Most of the 33 provincial capitals have been taken over by the Taliban without bloodshed, but deadly clashes continue in Panjshir, the only province battling them, led by Ahmad Masoud -- the son of Mujahideen commander Ahmad Shah Masoud -- and Bismillah Mohammadi, the Ghani government's defense minister.
Taliban leader Sher Mohammad Stanikzai told a foreign news channel on Wednesday that the government would be established in two days, fueling speculations that it might be formed on Friday.
The Taliban, who signed a peace agreement with the US in Doha in February last year to withdraw all foreign forces from Afghanistan, have made no comment.
Despite signing the Doha Agreement, the Taliban officials have said explicitly that they intend to establish an "Islamic Emirate" under the leadership of their supreme leader, Mawlawi Hibbatullah Akhundzada.
Despite a clear-cut announcement from the Taliban side, a local Afghan news channel reported, quoting unknown sources, that the new government will have a council headed by 53-year-old Mullah Abdul Ghani Baradar.
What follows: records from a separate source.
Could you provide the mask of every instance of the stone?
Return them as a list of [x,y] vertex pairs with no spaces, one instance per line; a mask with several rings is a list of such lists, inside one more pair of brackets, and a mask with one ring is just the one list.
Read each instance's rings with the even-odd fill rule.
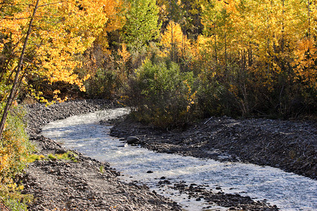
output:
[[139,138],[135,136],[129,136],[127,138],[127,143],[128,144],[137,143],[139,141]]

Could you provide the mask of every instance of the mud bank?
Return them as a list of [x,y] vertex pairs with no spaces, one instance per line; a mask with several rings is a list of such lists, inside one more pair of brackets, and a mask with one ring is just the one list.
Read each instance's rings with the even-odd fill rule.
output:
[[[71,115],[115,108],[107,101],[77,101],[49,107],[27,107],[27,128],[37,154],[75,153],[73,160],[48,159],[29,165],[20,180],[23,193],[32,194],[30,210],[181,210],[170,200],[152,193],[145,186],[126,184],[107,162],[99,162],[38,135],[39,127]],[[73,159],[74,160],[74,159]]]

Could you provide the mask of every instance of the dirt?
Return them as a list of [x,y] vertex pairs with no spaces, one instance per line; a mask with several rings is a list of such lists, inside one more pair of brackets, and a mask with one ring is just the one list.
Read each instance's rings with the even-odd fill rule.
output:
[[181,210],[175,202],[150,191],[145,186],[120,181],[119,172],[108,163],[66,149],[38,134],[39,127],[50,121],[113,107],[105,101],[28,107],[28,131],[30,141],[37,146],[36,153],[47,156],[70,151],[77,160],[44,159],[29,165],[20,179],[25,186],[23,193],[35,197],[29,210]]
[[[107,162],[66,149],[56,141],[39,135],[40,127],[51,121],[104,108],[117,107],[110,101],[77,101],[45,107],[29,106],[27,120],[30,140],[37,154],[72,151],[77,162],[46,159],[29,165],[20,180],[24,193],[35,201],[30,210],[181,210],[176,203],[151,191],[146,186],[120,181],[119,172]],[[219,160],[242,161],[278,167],[316,179],[316,123],[270,120],[211,118],[185,131],[166,132],[122,118],[112,134],[126,139],[137,136],[133,144],[167,153],[178,153]],[[163,178],[160,185],[169,183]],[[220,189],[179,183],[174,188],[197,200],[205,200],[228,210],[278,210],[265,201],[248,196],[225,194]]]
[[211,117],[182,131],[118,120],[111,135],[160,153],[278,167],[316,179],[317,124],[313,121]]

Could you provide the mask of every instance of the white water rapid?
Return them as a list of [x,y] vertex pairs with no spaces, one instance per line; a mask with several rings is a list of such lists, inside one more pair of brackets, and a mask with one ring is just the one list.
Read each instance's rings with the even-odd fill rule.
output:
[[[157,153],[130,146],[109,136],[110,126],[99,124],[101,120],[128,112],[128,109],[119,108],[73,116],[48,124],[42,134],[63,143],[66,148],[108,162],[124,174],[123,179],[146,184],[187,210],[202,210],[206,202],[189,200],[187,196],[169,188],[168,185],[158,188],[158,178],[165,177],[172,183],[185,181],[188,184],[209,186],[207,188],[213,190],[220,186],[225,193],[249,196],[254,200],[266,199],[282,210],[317,210],[315,180],[271,167]],[[147,171],[153,173],[147,174]],[[215,206],[208,210],[216,209],[222,210]]]

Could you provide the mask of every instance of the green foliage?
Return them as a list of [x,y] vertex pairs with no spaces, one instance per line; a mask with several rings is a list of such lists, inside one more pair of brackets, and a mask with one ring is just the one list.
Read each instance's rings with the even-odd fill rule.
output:
[[154,0],[128,0],[130,8],[123,27],[124,39],[130,49],[139,49],[158,37],[158,7]]
[[34,151],[24,129],[23,116],[21,107],[15,106],[11,110],[0,141],[0,200],[12,210],[26,210],[24,203],[32,198],[20,194],[23,186],[15,181],[15,176],[22,173],[27,158]]
[[75,162],[77,162],[77,156],[78,155],[77,155],[75,153],[68,151],[63,154],[53,155],[53,154],[50,153],[47,155],[47,159],[72,160]]
[[181,72],[176,63],[147,60],[130,82],[126,103],[140,121],[162,128],[185,126],[194,111],[193,83],[192,72]]

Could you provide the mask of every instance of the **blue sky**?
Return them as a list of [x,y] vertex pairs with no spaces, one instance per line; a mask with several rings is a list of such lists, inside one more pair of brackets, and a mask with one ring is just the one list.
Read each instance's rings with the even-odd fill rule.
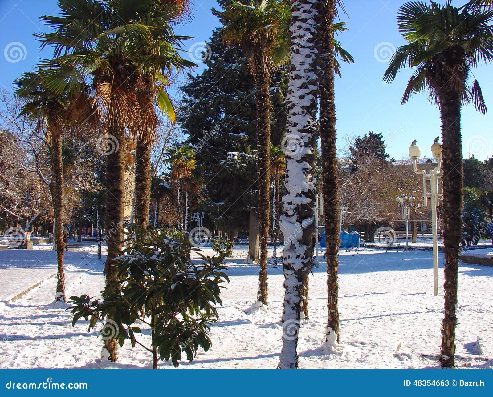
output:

Baradar, who heads the Taliban's political office, will be joined by Mullah Mohammad Yaqoob, the son of late Taliban co-founder Mullah Omar, and Sher Mohammad Abbas Stanekzai -- the head of the Taliban's political office in Qatar -- in the new government's senior positions, according to Tolo News.
A founding member of the Taliban movement in the 1990s, Baradar has served as provincial governor and deputy defense minister during the Taliban's first rule in Afghanistan. He was arrested in the Pakistani port city Karachi in 2010 and released in October 2018 at the request of the US.
Akhundzada was born in 1961 in the southern Kandahar province's Panjwai district, with a background as a religious leader who oversaw Islamic civil law and jurisprudence-related matters as the head of the judiciary during the Taliban regime from 1996 to 2001.
The Taliban leader hails from the powerful Nurzai clan of ethnic Pashtuns. He took over in 2016 after his predecessor Mullah Akhtar Mansour, who was killed in a US drone strike in Pakistan's southwestern Balochistan province.
The Taliban are facing financial difficulties as the country's assets are being stored outside, while the country's people have not heard about the economic plans of the Taliban.
People are flocking to several banks even before the branches opened to withdraw money up to 20,000 Afghanis ($200), a weekly limit set by the country's Central Bank after it remained closed for more than a week after the Taliban took over Kabul on Aug. 15.
Due to a lack of clarity regarding the country's administration after the Taliban gained control of Kabul, the IMF has already stopped Afghanistan's access to the Fund's resources, including roughly $440 million in new monetary reserves.
While US officials said the majority of the Afghan Central Bank's approximately $10 billion in assets are stored outside the country, they are likely beyond the Taliban's reach.
Any Afghan Central Bank assets stored in the US would not be made accessible to the Taliban, the Joe Biden administration had told foreign media.